Microsoft Edge replaces Internet Explorer, not Chrome in Windows 10 release
Tomorrow Microsoft will announce new updates to Windows 10 and its accompanying devices. Leading up to the announcement, we were curious if internet traffic was changing over to the Microsoft Edge browser as they had hoped. Quantcast data shows that instead of replacing Internet Explorer traffic, Windows 10 users are transitioning to Google Chrome for their browser of choice.
A New Windows
Microsoft Windows currently dominates the operating system (OS) market with 90% of the worldwide market share as of June 2015. On July 29th Quantcast data saw Windows 7 and 8 users starting to upgrade their operating systems to the newly released, free Windows 10. Since then, the percentage of traffic from Windows 10 has steadily grown, with the latest numbers showing over 15% of Windows traffic coming from the new operating system (Fig. 1). Given the consistent growth rate, we expect Windows 10 traffic to make up an increasingly large share of the overall Windows traffic.

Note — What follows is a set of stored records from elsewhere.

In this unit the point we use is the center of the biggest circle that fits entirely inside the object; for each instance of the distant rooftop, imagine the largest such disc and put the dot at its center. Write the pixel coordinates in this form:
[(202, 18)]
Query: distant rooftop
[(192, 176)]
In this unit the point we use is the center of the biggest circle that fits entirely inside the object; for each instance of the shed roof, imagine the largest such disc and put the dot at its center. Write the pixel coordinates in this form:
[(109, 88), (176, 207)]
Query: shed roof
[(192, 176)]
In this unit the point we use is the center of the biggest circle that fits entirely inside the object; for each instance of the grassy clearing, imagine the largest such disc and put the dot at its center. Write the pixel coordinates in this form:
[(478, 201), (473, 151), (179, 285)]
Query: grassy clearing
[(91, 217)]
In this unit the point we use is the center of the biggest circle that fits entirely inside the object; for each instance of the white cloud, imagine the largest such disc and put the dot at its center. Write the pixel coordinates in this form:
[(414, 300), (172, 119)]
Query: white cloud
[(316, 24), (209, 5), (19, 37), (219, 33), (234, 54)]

Interestingly, you can notice small spikes in the adoption rate of Windows 10 over the weekend. This happens because home user activity accounts for a larger share of traffic on the weekend. Work computers tend to have stricter IT restrictions and are slower to adopt new changes, such as operating system upgrades. Overall, weekends see increases in Windows 10 and Chrome usage, with Internet Explorer’s share dipping.
A New Browser War
With changing operating systems comes the possibility of changing browsers. Among many new features, Windows 10 ships with a new default browser, Microsoft Edge. Replacing the oft-cumbersome Internet Explorer, Edge promises to bring better, faster web navigation to those choosing Windows’ default browser. With features like customized extensions and a new rendering engine — EdgeHTML — might Microsoft be able to challenge the market leading Chrome browser?
So far, this doesn’t seem to be the case. The wide release of Windows 10 did initially bump Edge’s market share from 12% to 16%. However, this increase was temporary, with Chrome recovering from temporary losses and reaching over 70% market share of Windows 10 (Figure 2), higher than the 63% it pulls in on Windows 7 and 8.
A Victory For Chrome
Since the beginning of August, Chrome has seen steady gains in the overall percent of traffic coming from Windows 7-10 (Figure 3). This has been due both to high Chrome adoption on Windows 10 (over 70%) and falling Internet Explorer usage on Windows 7 and 8. While Microsoft introduced Edge with the hope of broad adoption, it seems Chrome is picking up many of those leaving Internet Explorer.
The Windows 10 rollout seems to be a success for Microsoft. More and more users are using Windows 10 every day, and most have shifted off of the old Internet Explorer. However, that movement hasn’t entirely been towards Edge, with a number of users choosing Chrome instead. Microsoft may be able to make further inroads into the browser market with Edge, but it’ll take more than a new operating system to unseat Chrome’s dominance.